Kamuoyuna yansıdığı üzere…

10 bine yakın devlet binasının bin 37’sinde az, 387’sinde orta ve 37'sinde ise ağır hasar oluştuğu, kayıtlara geçti.
Okulların üçte biri, zarar gördü.

Depremle;

41 bine yakın konut ve iş yerinde hasar oluşurken, 18 bin 162 konut; orta ve ağır şiddetteki hasar yüzünden oturulamaz duruma geldiği açıklandı.
Tarihi depremle…

Bursa;

İstanbul’daki gibi, salınım ve zarar yaşamadı, Yolava’yla arasındaki dağların sert zemin yapısının, güçlü etkiyi emdiğinden söz ediliyordu.
Zemin özelliği açısından…

Nilüfer ve Osmangazi’nin özellikle kuzeyi, yumuşak zemin özelliğiyle bilinirken, Bursa’nın Sakarya’daki gibi, ‘zemin sıvılaşması’ potansiyeli bulunuyor.
Sakarya’da, yeni bir büyük depremin riskine karşı yatay mimari oluşturulurken, Nilüfer’de ise, aksine tırmanan imar dönemi oluştu.
Bunları söylerken…

Devletin birincil imar ve planlama otoritesine baktığımızda, hayli trajik durumla karşı karşıyayız.
İstanbul’da;

Toplumun orta ve alt tabalarında, yeni yapılaşma ve kentsel dönüşümde düşük, yatay mimari nasihat edilirken, aynı devlet; TOKİ ve Emlak Konut’la özel sektör işbirliğiyle üst sınıflar için kule konut projelerine giriyor.
Bursa Büyükşehir Belediyesi’nin, Nilüfer Belediyesi’nin gündeme getirdiği yeni ‘Nilüfer Batı Gelişme Planı’nda, beklentilerin aksine zemin+5 ve zemin+7 olarak sınırlama getirdiğini ifade edelim.

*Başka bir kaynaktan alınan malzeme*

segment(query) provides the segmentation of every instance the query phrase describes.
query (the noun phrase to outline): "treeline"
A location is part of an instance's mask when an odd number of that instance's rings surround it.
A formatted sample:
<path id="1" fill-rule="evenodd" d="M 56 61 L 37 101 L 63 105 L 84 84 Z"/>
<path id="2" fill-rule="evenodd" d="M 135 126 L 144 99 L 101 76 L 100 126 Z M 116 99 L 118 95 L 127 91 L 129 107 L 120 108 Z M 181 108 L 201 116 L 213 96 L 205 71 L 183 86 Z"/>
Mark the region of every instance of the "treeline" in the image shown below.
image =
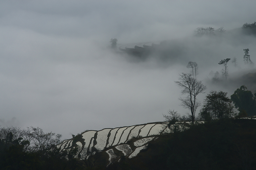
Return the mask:
<path id="1" fill-rule="evenodd" d="M 61 136 L 39 127 L 2 127 L 0 170 L 83 170 L 95 166 L 92 157 L 78 157 L 77 148 L 60 151 L 56 146 Z"/>
<path id="2" fill-rule="evenodd" d="M 256 121 L 217 120 L 163 135 L 132 159 L 108 170 L 254 169 Z"/>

Marmara Depremi’nin üzerinden 23 yıl geçti, ama hem imar ve planlamada hem yapı üretiminde, gereken dersler çıkaralamadı, üstelik çelişkiler ve tuhaflıklar da oluşuyor, yaşanıyor.
Nitekim…
2 yıl önce;

Elazığ ve İzmir’de olan depremler de, gereken derslerin çıkarılamadığını gözler önüne seriyordu.
Arama ve kurtarma açısından;
Türkiye, epey bir mesafe kaydetti ve deneyim de kazanıldı, ama deprem anında içerisinde bulunduğumuz binaların dayanıklılığı, can güvenliği açısından, sorun devam ediyor.
Bu arada…

Askeri darbe yönetimine ait olduğu için 1980’lere ait olanı yerine, yeni anayasa yapılabilmesi çok konuşuluyor, ama yaşanan depremlere rağmen, 1980’lere ait ‘imar’ yasası duruyor.